We continued the night with a quick team briefing and a lovely dinner. Some members haven’t gotten enough amount of sleep but smiles were exchanged at the end of the night, leaving us with a full spirit for the next few days. Day 1: Missing Materials
Internal morning team briefing started our first day of implementation, we agreed to divide the team by 3 – team 1 was responsible for pipe installing; team 2 was in charge of solar panel; and team 3 was in charge of documentation. All was set and we went to the project site at around 9 AM. After greeting and short briefing with the residents of Nanin, each team member immediately did their expected roles. Team solar panel, along with technicians, began the first working day with checking all the materials and spare parts which arrived only a few days before we did. Just then we realized that some essential parts were missing. We tried to track down the shipment to find out where the parts were lost. But all efforts were futile and we decided to buy new ones instead. The challenge was, the nearest material store is located in Malaka’s capital, Betun, around 1 hour away from Nanin. Immediately, the predetermined roles were changed to adjust the current changes. Two of the team members, me and Enzo decided to go to Betun together with a few local residents from Nanin to go buy the materials. We went to Betun around lunch time to found out that all of the material stores were still closed due to new year’s holiday. We grew tensed as challenges by challenges uncover itselves repeatedly during the first day. The local residents said that we can wait until lunchtime is over, probably, some stores were only closed due to lunchtime. At around 1.30 PM, we once again drove around the town and found one store to be operating that day. We checked whether they have the materials we needed, and thankfully, they do. We promptly purchased the items and rushed back to Nanin. Back to the village, some of our to-do lists were already checked. At around 6 PM we end the day and decided to continue the project the following day. Day 2&3: Missing Tub and the Long Wait
Team’s spirit was still high during the second day of the implementation. That day, we aimed to finish installing solar panel and pipes. We managed to do the work rather seamlessly as the team grasped a better understanding of each role. However, we did not achieve our goal on the second day. The solar panel installation progress was only up to 50% due to technical hurdles. The team grew worried on whether we were able to finish the project on time. Accordingly, we adjusted our goal and aimed to finish the installation on the third day. Hopefully, solar panel will be all set by noon, and we can test the system before the day ends. Since our timeline was slightly off-track, uneasiness filled the air on the third day of the implementation. Especially, the sky looks cloudy since morning. If it rained, we will surely not be able to finish the project punctually.

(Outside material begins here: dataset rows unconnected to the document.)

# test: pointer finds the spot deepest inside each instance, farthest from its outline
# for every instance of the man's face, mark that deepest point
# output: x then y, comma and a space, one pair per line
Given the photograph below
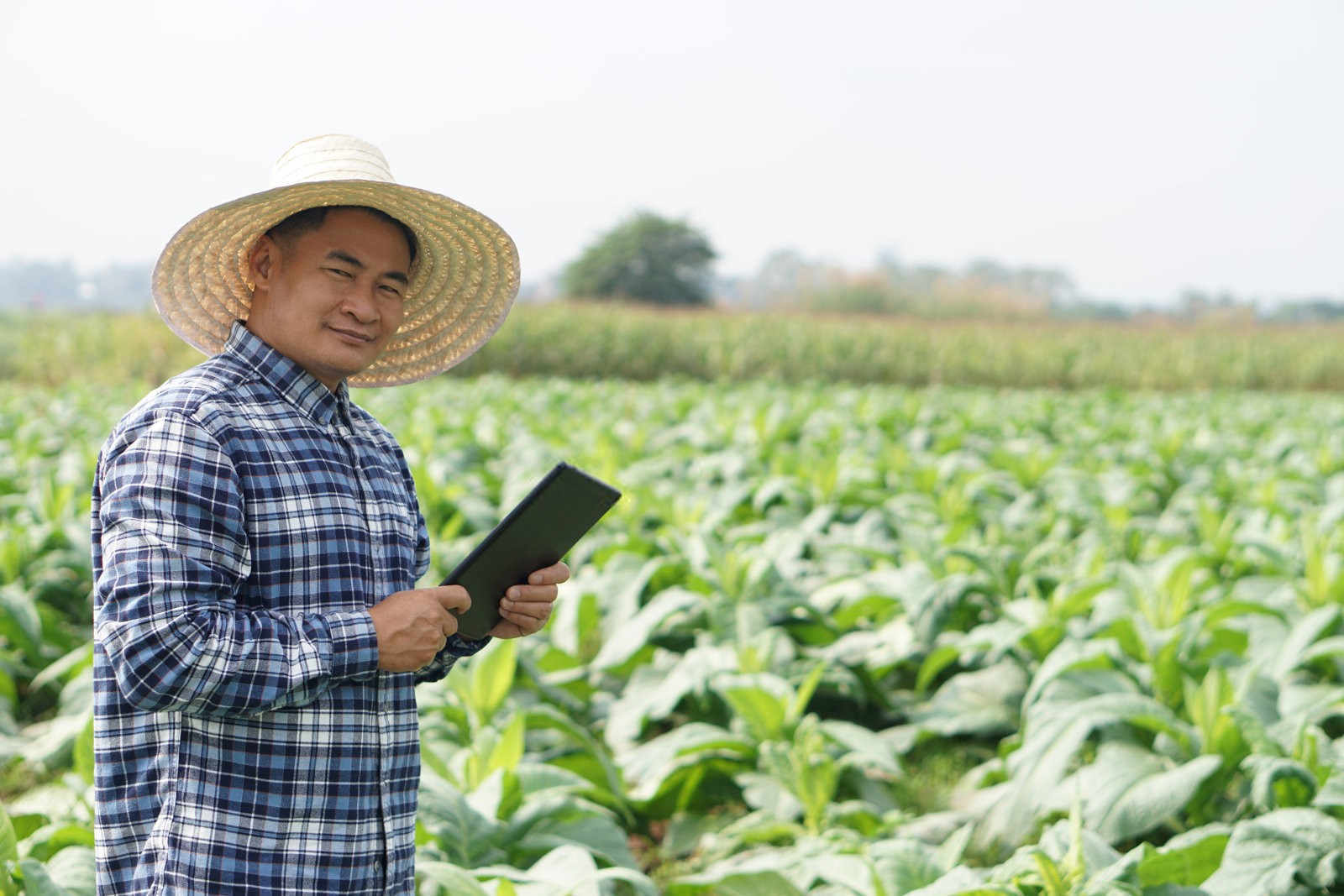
331, 298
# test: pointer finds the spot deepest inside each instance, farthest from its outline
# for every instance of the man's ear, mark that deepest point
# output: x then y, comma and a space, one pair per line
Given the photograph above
262, 261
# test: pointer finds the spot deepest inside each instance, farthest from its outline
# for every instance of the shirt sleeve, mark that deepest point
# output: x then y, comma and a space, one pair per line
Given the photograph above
175, 557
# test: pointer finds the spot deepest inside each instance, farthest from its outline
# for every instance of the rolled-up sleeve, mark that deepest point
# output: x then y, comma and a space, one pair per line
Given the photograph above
176, 553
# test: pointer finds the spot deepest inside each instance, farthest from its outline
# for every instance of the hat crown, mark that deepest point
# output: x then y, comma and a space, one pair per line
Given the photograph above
331, 157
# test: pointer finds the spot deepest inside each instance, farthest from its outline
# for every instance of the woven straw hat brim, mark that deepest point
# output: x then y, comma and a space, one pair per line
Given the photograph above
463, 282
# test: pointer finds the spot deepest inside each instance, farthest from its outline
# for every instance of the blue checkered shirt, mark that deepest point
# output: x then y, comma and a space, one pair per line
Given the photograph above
245, 517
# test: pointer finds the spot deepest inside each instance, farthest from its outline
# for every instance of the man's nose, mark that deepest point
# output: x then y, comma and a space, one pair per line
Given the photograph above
362, 305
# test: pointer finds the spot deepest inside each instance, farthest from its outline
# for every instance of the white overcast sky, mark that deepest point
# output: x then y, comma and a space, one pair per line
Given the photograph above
1144, 147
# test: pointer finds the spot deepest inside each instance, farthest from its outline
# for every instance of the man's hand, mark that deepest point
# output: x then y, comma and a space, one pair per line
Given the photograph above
526, 607
413, 626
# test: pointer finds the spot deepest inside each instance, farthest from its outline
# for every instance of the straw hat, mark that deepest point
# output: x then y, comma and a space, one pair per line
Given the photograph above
461, 284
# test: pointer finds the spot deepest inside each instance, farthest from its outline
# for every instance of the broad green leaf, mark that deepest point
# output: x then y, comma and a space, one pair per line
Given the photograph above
73, 869
454, 879
759, 700
37, 880
1278, 782
490, 674
1187, 862
465, 836
636, 633
508, 748
1277, 853
902, 866
763, 883
984, 701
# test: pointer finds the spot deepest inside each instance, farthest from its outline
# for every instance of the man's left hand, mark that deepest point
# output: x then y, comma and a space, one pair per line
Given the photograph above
526, 607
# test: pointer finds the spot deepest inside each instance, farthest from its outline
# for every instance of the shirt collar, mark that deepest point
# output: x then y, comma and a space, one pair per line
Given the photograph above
297, 385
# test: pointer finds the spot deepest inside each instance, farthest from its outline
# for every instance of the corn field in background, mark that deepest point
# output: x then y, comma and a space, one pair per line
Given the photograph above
601, 342
840, 640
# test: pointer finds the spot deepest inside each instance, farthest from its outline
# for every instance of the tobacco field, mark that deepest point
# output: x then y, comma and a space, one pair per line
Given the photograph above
835, 640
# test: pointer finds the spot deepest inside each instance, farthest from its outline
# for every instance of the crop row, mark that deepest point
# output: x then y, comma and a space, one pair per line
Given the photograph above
835, 640
601, 342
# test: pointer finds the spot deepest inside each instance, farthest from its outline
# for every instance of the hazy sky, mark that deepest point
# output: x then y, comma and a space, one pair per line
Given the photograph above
1142, 145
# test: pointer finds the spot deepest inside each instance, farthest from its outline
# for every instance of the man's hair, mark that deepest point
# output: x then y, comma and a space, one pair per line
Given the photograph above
302, 222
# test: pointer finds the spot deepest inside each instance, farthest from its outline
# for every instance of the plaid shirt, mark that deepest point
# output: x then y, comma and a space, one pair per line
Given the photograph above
245, 741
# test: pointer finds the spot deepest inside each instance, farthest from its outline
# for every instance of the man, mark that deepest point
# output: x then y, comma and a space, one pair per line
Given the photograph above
257, 542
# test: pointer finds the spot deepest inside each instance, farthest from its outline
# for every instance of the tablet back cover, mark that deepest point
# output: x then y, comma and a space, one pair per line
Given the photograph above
534, 535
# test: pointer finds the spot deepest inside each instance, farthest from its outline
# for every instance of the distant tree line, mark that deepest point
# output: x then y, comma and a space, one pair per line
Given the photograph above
662, 261
34, 285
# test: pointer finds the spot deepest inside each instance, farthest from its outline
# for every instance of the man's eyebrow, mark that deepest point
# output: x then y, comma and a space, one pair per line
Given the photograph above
354, 262
344, 257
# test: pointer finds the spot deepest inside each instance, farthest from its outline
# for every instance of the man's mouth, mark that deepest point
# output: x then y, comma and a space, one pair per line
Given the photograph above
355, 335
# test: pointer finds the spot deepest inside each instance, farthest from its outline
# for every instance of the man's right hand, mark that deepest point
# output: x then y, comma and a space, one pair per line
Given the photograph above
413, 626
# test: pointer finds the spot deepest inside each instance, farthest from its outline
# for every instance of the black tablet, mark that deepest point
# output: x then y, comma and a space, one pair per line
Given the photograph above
534, 535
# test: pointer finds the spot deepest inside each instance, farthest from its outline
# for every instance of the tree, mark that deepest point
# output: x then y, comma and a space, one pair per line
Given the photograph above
645, 258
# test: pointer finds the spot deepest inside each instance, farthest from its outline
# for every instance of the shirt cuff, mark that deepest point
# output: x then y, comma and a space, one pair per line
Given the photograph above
354, 644
460, 647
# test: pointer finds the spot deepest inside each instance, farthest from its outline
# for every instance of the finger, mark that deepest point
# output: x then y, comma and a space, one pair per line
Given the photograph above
533, 593
554, 574
517, 610
452, 598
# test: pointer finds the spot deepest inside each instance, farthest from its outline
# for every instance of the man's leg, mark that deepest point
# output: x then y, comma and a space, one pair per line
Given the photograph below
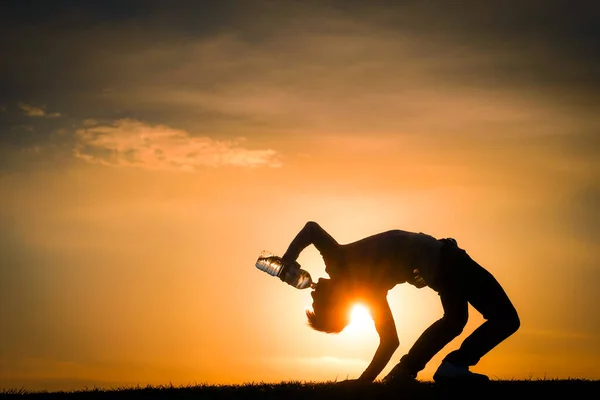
487, 296
438, 335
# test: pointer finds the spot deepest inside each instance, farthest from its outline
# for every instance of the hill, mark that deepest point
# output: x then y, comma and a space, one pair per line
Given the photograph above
564, 389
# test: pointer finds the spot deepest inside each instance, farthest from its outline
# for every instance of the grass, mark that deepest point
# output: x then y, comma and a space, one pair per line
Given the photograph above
572, 389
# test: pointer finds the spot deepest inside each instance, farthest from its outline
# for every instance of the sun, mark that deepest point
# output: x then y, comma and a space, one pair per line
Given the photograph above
360, 319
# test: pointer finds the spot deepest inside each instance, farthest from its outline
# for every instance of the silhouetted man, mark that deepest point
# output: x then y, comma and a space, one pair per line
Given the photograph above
367, 269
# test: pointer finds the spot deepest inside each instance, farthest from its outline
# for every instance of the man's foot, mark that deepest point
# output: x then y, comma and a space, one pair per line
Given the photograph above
399, 376
448, 372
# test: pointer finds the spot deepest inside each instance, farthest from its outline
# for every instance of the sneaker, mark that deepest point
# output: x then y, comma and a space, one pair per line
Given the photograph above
451, 373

To make matters even more complicated, we faced a new challenge, the fiber tub needed for water testing haven’t arrived. Days before, the village officials said that the tub will arrive on the morning of the third day. But until noon, the team saw no sight of the tub. We were more nervous.

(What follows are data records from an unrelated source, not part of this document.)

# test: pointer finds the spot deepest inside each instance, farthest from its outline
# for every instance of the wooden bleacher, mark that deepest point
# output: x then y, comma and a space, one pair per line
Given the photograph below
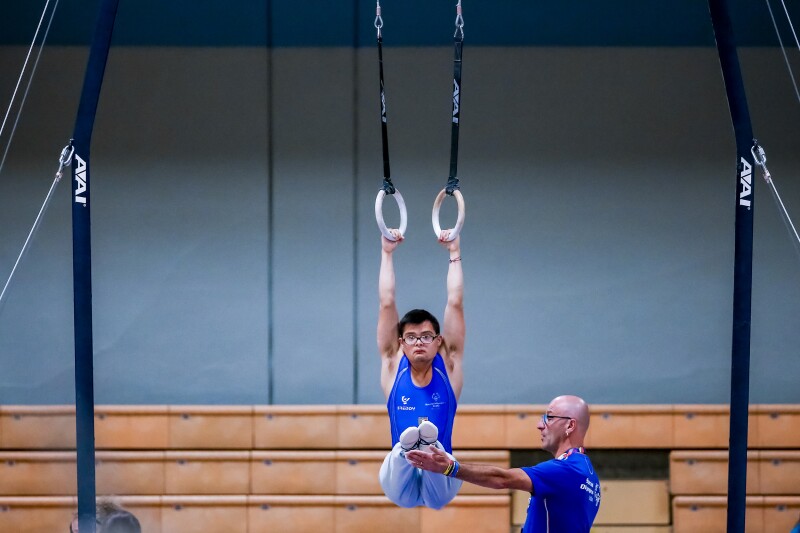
314, 468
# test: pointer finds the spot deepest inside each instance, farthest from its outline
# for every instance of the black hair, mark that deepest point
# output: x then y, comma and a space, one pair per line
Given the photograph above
417, 316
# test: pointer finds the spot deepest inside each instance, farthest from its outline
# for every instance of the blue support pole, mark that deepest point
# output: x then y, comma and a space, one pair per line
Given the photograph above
743, 265
82, 265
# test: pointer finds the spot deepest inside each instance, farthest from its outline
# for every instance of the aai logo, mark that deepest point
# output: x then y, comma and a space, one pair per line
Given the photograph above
746, 183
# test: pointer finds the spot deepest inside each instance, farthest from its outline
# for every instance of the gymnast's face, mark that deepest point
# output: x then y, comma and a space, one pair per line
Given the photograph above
420, 342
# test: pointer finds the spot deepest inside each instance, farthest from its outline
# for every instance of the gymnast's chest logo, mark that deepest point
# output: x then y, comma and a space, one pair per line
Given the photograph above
80, 180
405, 406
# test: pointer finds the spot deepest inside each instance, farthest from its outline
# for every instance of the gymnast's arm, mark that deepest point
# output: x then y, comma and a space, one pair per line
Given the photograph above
453, 330
388, 338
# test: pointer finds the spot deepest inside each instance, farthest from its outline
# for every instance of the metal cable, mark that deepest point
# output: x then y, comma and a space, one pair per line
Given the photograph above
30, 80
783, 49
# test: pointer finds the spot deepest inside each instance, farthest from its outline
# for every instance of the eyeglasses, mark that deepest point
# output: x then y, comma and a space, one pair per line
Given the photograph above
425, 339
546, 418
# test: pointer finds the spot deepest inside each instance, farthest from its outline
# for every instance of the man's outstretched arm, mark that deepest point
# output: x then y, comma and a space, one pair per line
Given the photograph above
489, 476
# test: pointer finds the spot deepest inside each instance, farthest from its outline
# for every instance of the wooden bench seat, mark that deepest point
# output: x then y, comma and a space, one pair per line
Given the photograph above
212, 472
366, 427
256, 514
765, 514
705, 472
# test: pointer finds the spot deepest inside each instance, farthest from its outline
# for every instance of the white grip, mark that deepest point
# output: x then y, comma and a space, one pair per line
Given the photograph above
437, 229
379, 213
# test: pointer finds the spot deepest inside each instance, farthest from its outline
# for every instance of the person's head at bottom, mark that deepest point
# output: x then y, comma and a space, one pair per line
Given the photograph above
121, 522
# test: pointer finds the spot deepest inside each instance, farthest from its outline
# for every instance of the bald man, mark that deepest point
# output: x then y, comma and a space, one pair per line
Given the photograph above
565, 491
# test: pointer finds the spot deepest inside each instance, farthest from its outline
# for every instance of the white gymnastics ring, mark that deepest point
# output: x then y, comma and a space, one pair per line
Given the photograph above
379, 214
461, 212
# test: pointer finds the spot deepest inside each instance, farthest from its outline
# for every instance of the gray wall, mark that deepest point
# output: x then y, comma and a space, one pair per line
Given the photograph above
598, 248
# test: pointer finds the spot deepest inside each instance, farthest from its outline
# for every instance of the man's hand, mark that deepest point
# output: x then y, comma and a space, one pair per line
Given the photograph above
387, 245
434, 461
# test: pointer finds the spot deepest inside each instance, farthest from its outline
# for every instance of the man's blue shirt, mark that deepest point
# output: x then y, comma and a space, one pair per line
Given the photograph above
566, 496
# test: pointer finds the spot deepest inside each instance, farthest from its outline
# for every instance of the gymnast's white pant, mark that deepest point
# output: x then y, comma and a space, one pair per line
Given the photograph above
408, 486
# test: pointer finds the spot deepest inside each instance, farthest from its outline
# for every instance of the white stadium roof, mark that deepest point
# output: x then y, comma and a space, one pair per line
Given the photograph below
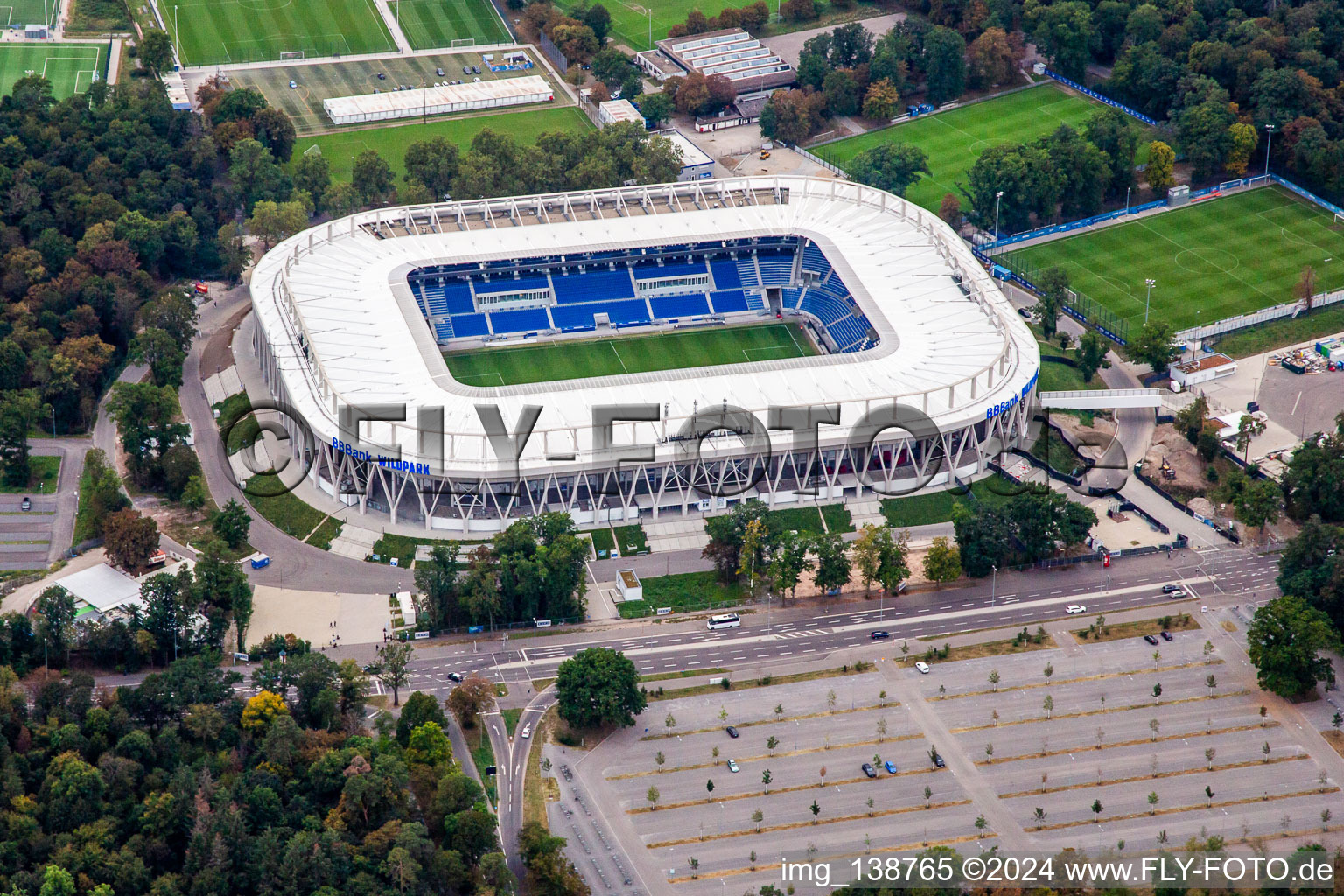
343, 291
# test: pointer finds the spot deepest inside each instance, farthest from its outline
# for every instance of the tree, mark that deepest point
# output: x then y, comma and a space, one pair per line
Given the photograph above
882, 100
469, 699
130, 539
1153, 346
1161, 160
1285, 639
233, 524
945, 65
892, 167
598, 687
393, 668
273, 222
1092, 355
942, 562
155, 52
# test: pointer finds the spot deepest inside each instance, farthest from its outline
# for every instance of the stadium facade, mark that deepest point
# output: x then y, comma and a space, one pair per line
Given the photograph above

While the technicians install the solar panels, other team members brainstormed ways to get the tub. We finally agreed to buy the fiber tub in Betun since we still have several hours before the scheduled water testing. But another challenge appeared as no truck was available to deliver the tub. We did not give up. Along with Romo and other residents, we tried to find transportation for the shipment. Sadly, once we got the truck, the material store told us that they did not have the fiber tub we needed. Romo then came with an alternative, and asked us to borrow from a local resident instead. Happily, one local resident agreed to lend his tub momentarily until we were able to buy the tub. Although we managed to overcome the tub challenge, new complication came, the sky got drastically cloudier. At the same time, the solar panel installation was not yet completed. As the sky grew darker overtime, we were certain that the rain will fall in any minute. Challenge after challenge, at last, we lost hope on being able to test the water that day.

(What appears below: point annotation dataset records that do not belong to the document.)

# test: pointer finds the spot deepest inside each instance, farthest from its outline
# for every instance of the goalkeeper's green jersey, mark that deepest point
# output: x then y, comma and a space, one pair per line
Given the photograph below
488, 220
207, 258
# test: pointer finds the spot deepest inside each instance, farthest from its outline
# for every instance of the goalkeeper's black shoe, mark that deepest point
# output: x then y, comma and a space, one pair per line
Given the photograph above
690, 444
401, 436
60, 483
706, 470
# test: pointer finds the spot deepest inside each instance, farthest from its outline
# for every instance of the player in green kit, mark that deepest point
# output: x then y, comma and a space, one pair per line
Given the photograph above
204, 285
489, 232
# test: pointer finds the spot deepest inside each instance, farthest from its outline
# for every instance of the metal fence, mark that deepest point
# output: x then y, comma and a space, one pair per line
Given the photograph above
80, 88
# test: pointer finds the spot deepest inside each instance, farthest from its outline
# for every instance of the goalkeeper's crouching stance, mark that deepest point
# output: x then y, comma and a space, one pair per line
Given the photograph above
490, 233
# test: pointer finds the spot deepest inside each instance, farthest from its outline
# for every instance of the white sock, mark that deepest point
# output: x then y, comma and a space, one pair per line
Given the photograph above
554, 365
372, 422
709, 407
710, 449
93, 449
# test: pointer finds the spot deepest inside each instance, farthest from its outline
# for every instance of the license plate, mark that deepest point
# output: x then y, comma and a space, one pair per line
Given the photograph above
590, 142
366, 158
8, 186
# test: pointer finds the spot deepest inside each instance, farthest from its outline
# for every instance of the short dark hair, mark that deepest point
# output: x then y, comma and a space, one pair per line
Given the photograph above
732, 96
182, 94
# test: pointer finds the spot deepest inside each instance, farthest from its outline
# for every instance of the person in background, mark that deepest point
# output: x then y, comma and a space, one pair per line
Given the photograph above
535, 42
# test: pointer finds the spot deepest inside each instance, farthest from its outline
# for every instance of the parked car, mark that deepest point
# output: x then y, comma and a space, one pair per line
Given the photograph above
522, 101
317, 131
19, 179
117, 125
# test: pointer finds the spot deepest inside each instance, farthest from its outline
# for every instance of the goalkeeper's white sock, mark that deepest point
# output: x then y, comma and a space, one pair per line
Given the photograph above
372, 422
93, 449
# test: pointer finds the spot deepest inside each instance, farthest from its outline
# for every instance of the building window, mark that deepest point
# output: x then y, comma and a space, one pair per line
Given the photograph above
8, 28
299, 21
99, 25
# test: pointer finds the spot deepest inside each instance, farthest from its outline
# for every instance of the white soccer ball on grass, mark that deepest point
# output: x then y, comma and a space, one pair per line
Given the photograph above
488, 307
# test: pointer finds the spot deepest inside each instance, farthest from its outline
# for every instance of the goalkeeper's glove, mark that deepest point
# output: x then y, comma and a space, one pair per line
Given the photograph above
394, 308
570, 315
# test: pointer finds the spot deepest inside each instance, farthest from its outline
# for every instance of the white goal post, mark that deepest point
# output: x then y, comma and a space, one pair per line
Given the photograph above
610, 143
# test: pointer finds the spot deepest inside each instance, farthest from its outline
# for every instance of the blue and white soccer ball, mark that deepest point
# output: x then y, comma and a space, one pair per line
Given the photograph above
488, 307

We started discussing alternative plans and how the water testing can be done on the following day, until a beautiful surprise came knocking at our door. Our technician informed us that they have finished installing the solar panels and all of a sudden, the sky was clear. The sun light abruptly hit us and a new opening presented itself in a matter of seconds – we were able to do the water testing that day. In mere minutes, our frown was turned into huge smiles. Straight away, we carried out the plan to borrow the tub from a local resident and quickly mobilized the residents to the water testing site. It didn’t take long until we finally witnessed the water sprayed from our installed pipe, through the help of the solar panels. The residents grew festive, they played and splashed water to one another excitingly with huge smiles all over their faces. Finally, the wait for water is over.
In the end, everything works accordingly and on time for the Nanin residents and our team.
When there’s a will, there’s a way indeed. Bad weather, missing materials, long process, unavailable tub, and all other challenges which seemed hard to get through were overcome by our will, great teamwork, and collaboration with all actors especially the communities.